It’s interesting times, to say the least, when politicians very much of one stripe take on the spots of the opposition. That this is happening at two levels of government in Ontario, in ways hardly to be imagined only a year ago, is even more surprising.
The switcheroo isn’t being advertised, as that sort of thing can be highly detrimental to a politician’s health. But the results are becoming more apparent by the day. At Queen’s Park, Liberal premier Dalton McGuinty is taking on one of his core constituencies, the province’s powerful teachers’ unions. Facing a deficit that is now more than $15 billion, McGuinty’s minority government has been signalling for months that it’s willing to take on public-sector unions in an effort to close the budget gap. The “education” premier, who boosted education spending by 30% after taking over from the machete-wielding Conservatives in 2003, reached deals in August with the Catholic teachers unions that will see two-year wage freezes and sharp reductions in sick day provisions.
Now, McGuinty must wrestle a much tougher opponent to the ground – the mainstream teachers unions, which have walked out illegally in the past to make their point. And this is with the provincial NDP holding the balance of power, a factor that could trigger a general election.

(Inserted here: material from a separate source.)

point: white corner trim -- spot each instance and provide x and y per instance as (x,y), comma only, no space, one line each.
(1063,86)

Then, there is Toronto mayor Rob Ford, an individual of such astonishing political conviction (hard to the right) that he is willing to lose one key vote after another at city council rather than bend even slightly to the will of the majority. Ford’s message is extremely simple and boils down to: cut, cut, cut. The city is far from broke, but Ford has consistently maintained that it is bleeding red ink – mostly, he says, because of virtually irrelevant amounts spent on things he views as “gravy.” Examples include libraries, daycare spaces and bus routes.
But, in early August, the beleaguered Ford used a photo op to show that even tough guys can bend. The mayor gamely climbed to the top of a children’s, spidery rope climber in an innovative new park that is as far from his suburban hinterland as it’s possible to be: the new Underpass Park beneath a gigantic on-ramp to the Don Valley Parkway. Ford, who has been sharply critical of spending by Waterfront Toronto – which made the park happen – expressed surprise at making it to the top, then remarked: “This is great, actually.”
Wow.
Perhaps what’s most remarkable about this kind of shape-shifting, on the part of both McGuinty and Ford, is that these politicians are coming from opposite ends of the political divide. Yet, both appear to be driven by the same thing – big doses of reality. McGuinty knows that Ontarians are fed up with the yawning gap between the public-sector’s salaries, benefits and job security and a private sector in which the majority of employees are not unionized and have no company pension at all. Ford faces an electorate that also wants fiscal prudence but not of the knee-jerk, mindlessly inflexible kind that barely touches the bottom line while eroding basic civic values.
This all sounds a lot like people who might be willing to climb down a bit, as it were, and consider the public good above all.